Question

2,Which has greater normality as an oxidizing agent in the presence of acid, a solution containing 0.32g of KMnO4 per 100ml or one containing 0.72g of K2Cr2O7 per 150ml? How many mililiters pf 0.1N stannous salt will 50ml of each of the oxidizing agents react with in the presence of acid to form stannic salt? How many grams of Sn are present in each liter of the stannic salt？

Answer 1

A) Normality:

Normality of KMnO4 in the presence of acid :

In acidic medium, Mn+7 -------> Mn+2

Change in oxidation state = 5

Equivalent weight of KMnO4 = molecular weight/5 = 158/5 = 31.6 Eq

Hence,

Normality of KMnO4 = ( weight/ equivalent weight) x (1/vol in L)
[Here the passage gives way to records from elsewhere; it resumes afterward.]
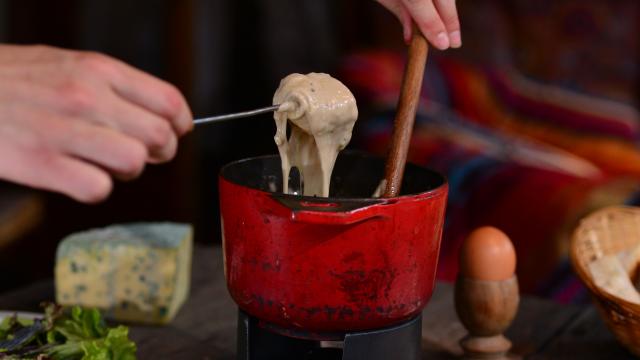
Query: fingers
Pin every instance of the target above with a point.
(449, 16)
(122, 156)
(154, 132)
(402, 14)
(143, 90)
(428, 21)
(54, 172)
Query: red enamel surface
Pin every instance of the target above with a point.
(330, 271)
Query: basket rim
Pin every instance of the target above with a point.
(582, 273)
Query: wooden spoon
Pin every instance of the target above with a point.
(406, 113)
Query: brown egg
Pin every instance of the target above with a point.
(487, 254)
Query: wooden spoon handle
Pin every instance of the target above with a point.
(406, 113)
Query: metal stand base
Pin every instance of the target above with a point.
(401, 342)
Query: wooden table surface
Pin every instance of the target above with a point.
(205, 326)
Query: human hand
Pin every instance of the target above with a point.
(70, 121)
(437, 19)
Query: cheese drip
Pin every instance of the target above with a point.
(321, 112)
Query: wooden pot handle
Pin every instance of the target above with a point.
(406, 113)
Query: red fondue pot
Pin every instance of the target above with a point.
(322, 265)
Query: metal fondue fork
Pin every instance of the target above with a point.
(238, 115)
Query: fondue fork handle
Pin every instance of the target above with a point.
(406, 113)
(239, 115)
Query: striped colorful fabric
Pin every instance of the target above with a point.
(494, 132)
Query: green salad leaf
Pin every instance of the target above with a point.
(74, 334)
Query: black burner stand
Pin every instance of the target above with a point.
(401, 342)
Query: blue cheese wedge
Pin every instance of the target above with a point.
(134, 272)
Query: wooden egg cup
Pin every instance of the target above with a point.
(486, 309)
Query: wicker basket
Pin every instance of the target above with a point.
(609, 231)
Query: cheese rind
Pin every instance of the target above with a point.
(135, 272)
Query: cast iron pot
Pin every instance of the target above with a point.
(322, 265)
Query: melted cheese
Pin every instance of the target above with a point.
(321, 112)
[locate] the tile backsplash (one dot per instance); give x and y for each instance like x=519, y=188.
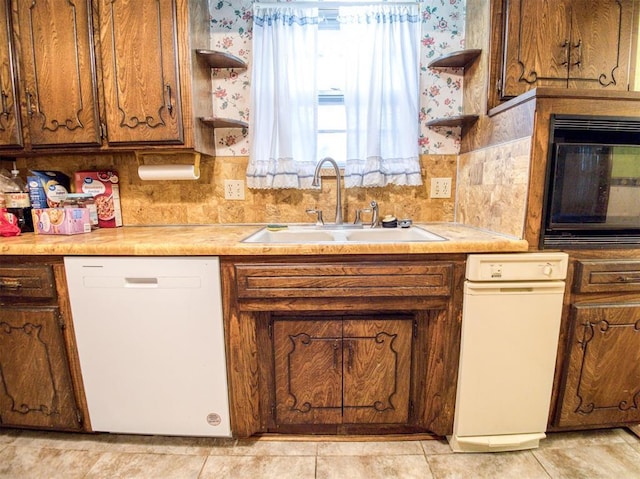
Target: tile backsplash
x=202, y=201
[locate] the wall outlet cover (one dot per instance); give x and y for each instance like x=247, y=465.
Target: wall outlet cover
x=440, y=188
x=234, y=189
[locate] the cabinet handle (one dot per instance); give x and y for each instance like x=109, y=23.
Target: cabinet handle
x=30, y=108
x=12, y=284
x=578, y=46
x=170, y=99
x=5, y=108
x=567, y=52
x=349, y=356
x=628, y=279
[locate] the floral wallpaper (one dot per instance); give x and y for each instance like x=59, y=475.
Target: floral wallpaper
x=440, y=89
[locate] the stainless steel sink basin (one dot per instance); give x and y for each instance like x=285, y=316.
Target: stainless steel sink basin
x=314, y=234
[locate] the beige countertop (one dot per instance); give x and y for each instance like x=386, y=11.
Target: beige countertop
x=225, y=240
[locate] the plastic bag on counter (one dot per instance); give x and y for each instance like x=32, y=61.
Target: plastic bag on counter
x=8, y=224
x=7, y=185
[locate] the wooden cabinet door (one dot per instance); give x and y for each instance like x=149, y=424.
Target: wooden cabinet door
x=57, y=66
x=377, y=370
x=10, y=127
x=600, y=44
x=140, y=71
x=35, y=380
x=308, y=371
x=537, y=43
x=601, y=384
x=566, y=44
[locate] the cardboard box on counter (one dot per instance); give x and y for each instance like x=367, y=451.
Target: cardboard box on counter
x=61, y=221
x=103, y=186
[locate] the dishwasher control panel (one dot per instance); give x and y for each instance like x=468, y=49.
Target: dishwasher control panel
x=517, y=267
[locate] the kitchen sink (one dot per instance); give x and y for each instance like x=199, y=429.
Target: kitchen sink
x=326, y=234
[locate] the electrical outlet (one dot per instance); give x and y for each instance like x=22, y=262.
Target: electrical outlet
x=233, y=189
x=440, y=188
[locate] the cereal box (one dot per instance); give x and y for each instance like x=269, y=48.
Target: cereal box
x=103, y=185
x=61, y=221
x=47, y=189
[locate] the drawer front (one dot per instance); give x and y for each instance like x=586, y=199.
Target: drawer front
x=403, y=279
x=607, y=276
x=27, y=282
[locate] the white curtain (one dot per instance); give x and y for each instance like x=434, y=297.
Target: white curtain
x=382, y=94
x=284, y=98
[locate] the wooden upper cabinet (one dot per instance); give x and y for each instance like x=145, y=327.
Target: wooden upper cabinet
x=565, y=44
x=140, y=71
x=57, y=73
x=10, y=129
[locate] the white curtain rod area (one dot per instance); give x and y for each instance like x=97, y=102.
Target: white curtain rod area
x=331, y=4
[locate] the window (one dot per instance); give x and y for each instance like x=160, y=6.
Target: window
x=335, y=82
x=332, y=120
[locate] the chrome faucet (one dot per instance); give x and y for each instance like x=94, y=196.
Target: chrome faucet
x=318, y=182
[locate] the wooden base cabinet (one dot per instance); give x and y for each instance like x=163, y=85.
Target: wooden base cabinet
x=342, y=344
x=601, y=379
x=39, y=385
x=36, y=389
x=342, y=371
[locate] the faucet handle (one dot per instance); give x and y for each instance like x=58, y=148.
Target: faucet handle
x=358, y=220
x=318, y=213
x=375, y=217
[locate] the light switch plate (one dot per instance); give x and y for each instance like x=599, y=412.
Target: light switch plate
x=440, y=188
x=233, y=189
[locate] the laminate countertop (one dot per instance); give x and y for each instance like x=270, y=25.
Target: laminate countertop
x=226, y=240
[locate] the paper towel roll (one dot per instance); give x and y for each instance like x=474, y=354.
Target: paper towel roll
x=168, y=172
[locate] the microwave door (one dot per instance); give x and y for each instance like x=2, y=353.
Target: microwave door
x=581, y=186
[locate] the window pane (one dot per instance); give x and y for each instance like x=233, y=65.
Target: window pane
x=333, y=145
x=331, y=117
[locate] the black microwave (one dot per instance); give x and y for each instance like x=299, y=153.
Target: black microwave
x=592, y=187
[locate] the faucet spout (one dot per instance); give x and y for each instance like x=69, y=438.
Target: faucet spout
x=318, y=182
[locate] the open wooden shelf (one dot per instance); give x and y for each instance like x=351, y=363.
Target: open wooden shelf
x=224, y=123
x=217, y=59
x=458, y=59
x=452, y=121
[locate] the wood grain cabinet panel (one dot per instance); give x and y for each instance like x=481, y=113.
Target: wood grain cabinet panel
x=10, y=126
x=35, y=380
x=346, y=371
x=27, y=282
x=602, y=383
x=566, y=44
x=57, y=72
x=140, y=71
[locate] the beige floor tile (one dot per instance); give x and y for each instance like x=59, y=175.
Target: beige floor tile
x=145, y=466
x=632, y=435
x=582, y=438
x=592, y=462
x=27, y=463
x=246, y=447
x=259, y=467
x=7, y=436
x=373, y=467
x=373, y=448
x=118, y=443
x=436, y=446
x=501, y=465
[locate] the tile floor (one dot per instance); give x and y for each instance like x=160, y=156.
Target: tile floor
x=613, y=453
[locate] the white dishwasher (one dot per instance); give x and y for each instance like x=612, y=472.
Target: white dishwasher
x=511, y=315
x=150, y=339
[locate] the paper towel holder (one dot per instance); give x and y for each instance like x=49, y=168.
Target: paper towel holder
x=196, y=163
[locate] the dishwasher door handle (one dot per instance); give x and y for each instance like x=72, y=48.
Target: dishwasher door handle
x=141, y=282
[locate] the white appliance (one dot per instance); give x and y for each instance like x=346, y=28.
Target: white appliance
x=151, y=343
x=510, y=326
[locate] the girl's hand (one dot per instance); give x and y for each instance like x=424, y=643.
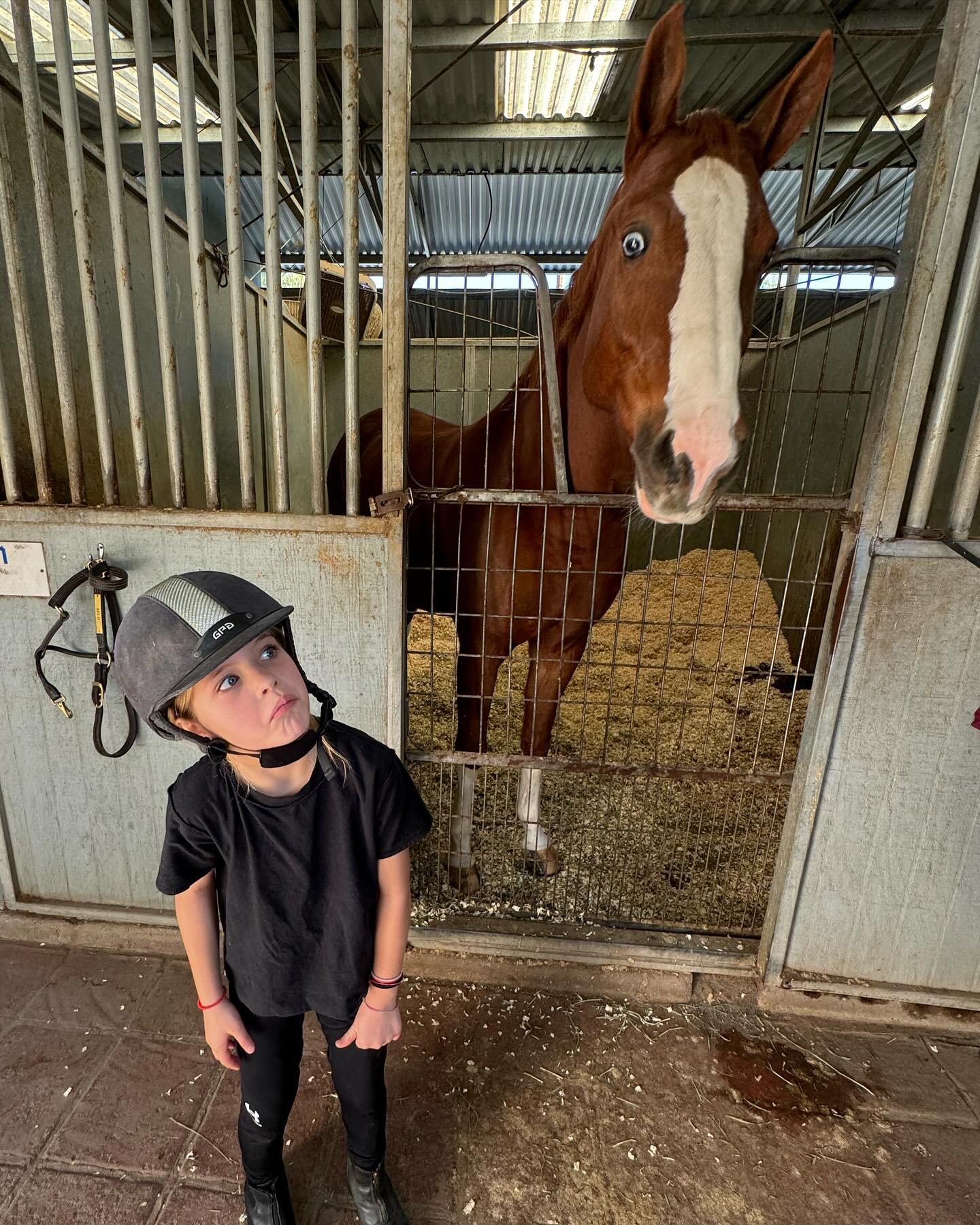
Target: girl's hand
x=223, y=1029
x=374, y=1029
= (0.32 g/ 31.6 Eq) x (1/0.1 L)

= 0.101 N

Normality of K2Cr2O7 in the presence of acid :

In acidic medium, Cr⁺⁶ -------> 2 Cr⁺⁶

Change in oxidation state = 12- 6 = 6

Equivalent weight of K2Cr2O7 = molecular weight/6 = 294/6 = 49 Eq

Hence,

Normality of K2Cr2O7 = ( weight/ equivalent weight) x (1/vol in L)

= (0.72 g/ 49 Eq) x (1/0.15 L)

= 0.098 N

Therefore, KMnO4 has greater normality.

-------------------------------------------------------------------------------

B) How many mililiters pf 0.1N stannous salt will 50ml of each of the oxidizing agents react with in the presence of acid to form stannic salt?

KMnO4:

N1V1 = N2V2

0.101 N x 50 ml = 0.1 N x V2

V2 = 50.5 ml

Therefore, 50.5 ml of 0.1N stannous salt will react with 50ml of KMnO4.

K2Cr2O7:

N1V1 = N2V2

0.098 N x 50 ml = 0.1 N x V2

V2 = 49 ml

Therefore, 49 ml of 0.1 N stannous salt will react with 50ml of K2Cr2O7.